Soweit ich über die Sekundärliteratur informiert bin, ist es nicht unüblich, Boethius als "letzten antiken Philosoph und ersten Scholastiker" zu bezeichnen. Es ist weder verwirrend noch inhaltlich auf jeden Fall falsch. Zur Begründung: Boethius war einerseits, wie ja auch aus dem Artikel deutlich wird, mit Arbeiten zu Aristoteles beschäftigt und kannte daher die griechische Tradition und andererseits beschäftigte er sich aber auch mit dem christlichen Glauben. Ich empfehle hierzu die Lektüre des theologischen Traktats Nummer 5 gegen Nestorius und Eytuchen, indem er sich einerseits mit griechischer Begriffsgeschichte und andererseits mit christlichen Dogmen ausseinandersetzt und ganz nebenbei den Personenbegriff, der, und auch das widerspricht meinem Vorredner, durchaus auch über das Mittelalter hinaus, viel Beachtung fand. Er gilt heute als einer der ersten brauchbaren Begriffe für die Definition einer Person. Ansonsten bestätige ich aber das "Verwaistsein" des Artikels. Da ich gerade etwas an Boethius arbeite, werde ich versuchen hier etwas zu helfen, sobald möglich. --141.35.20.90 19:31, 12. Okt. 2009 (CEST)

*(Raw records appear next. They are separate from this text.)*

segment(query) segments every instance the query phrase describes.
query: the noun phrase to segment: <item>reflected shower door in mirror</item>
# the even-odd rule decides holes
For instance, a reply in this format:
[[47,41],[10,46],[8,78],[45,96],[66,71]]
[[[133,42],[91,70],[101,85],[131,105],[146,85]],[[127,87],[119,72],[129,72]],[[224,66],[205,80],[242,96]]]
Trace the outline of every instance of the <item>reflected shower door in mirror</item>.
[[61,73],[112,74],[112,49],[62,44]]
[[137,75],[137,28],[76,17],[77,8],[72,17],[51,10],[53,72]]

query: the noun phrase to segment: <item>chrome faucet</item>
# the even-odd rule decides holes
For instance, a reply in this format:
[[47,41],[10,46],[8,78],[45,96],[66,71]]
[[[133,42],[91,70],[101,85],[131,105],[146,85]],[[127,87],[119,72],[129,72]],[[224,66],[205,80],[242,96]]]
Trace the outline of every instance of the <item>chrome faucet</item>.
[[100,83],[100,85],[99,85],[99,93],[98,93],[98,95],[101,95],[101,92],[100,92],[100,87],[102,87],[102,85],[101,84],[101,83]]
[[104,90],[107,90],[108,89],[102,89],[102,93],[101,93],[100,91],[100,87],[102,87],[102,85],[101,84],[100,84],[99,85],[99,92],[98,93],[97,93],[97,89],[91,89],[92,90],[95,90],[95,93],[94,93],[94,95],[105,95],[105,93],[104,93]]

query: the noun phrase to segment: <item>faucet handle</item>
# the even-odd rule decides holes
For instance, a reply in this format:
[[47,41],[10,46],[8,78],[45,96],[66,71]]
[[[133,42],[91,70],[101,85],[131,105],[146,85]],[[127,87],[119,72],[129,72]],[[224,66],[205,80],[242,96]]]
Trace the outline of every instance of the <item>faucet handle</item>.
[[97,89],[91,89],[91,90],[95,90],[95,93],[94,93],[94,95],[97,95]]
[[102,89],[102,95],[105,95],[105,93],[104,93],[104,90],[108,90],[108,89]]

Ob die Bezeichnung als "erster Scholastiker" berechtigt ist, dafür gibt es ein ganz einfaches Kriterium: Man finde ein renommiertes aktuelles (nicht rund ein Jahrhundert altes) Nachschlagewerk zur Philosophiegeschichte, in welchem im Abschnitt bzw. Artikel "Scholastik" sinngemäß steht: "Die Scholastik begann im 6. Jahrhundert mit Boethius". Wenn es Konsens der Scholastikforscher ist (oder zumindest Überzeugung einer ansehnlichen Minderheit unter ihnen), daß die Epoche der Scholastik im 6. Jahrhundert begonnen hat, dann schreiben wir das. Richtig ist, daß "erster Scholastiker" eine sehr saloppe und sehr schiefe Bezeichnung für Boethius ist, so wie man diese oder jene Persönlichkeit der Spätantike gern als "letzten Römer" bezeichnet. (Wenn man allerdings definiert: "Scholastiker = christlicher Philosoph, der sich mit Aristoteles beschäftigt", dann war Boethius Scholastiker, und dann war sein nur wenig jüngerer Zeitgenosse Johannes Philoponos ebenfalls Scholastiker. Nur findet man diese Scholastikerdefinition nicht in der Fachliteratur zur Scholastik.)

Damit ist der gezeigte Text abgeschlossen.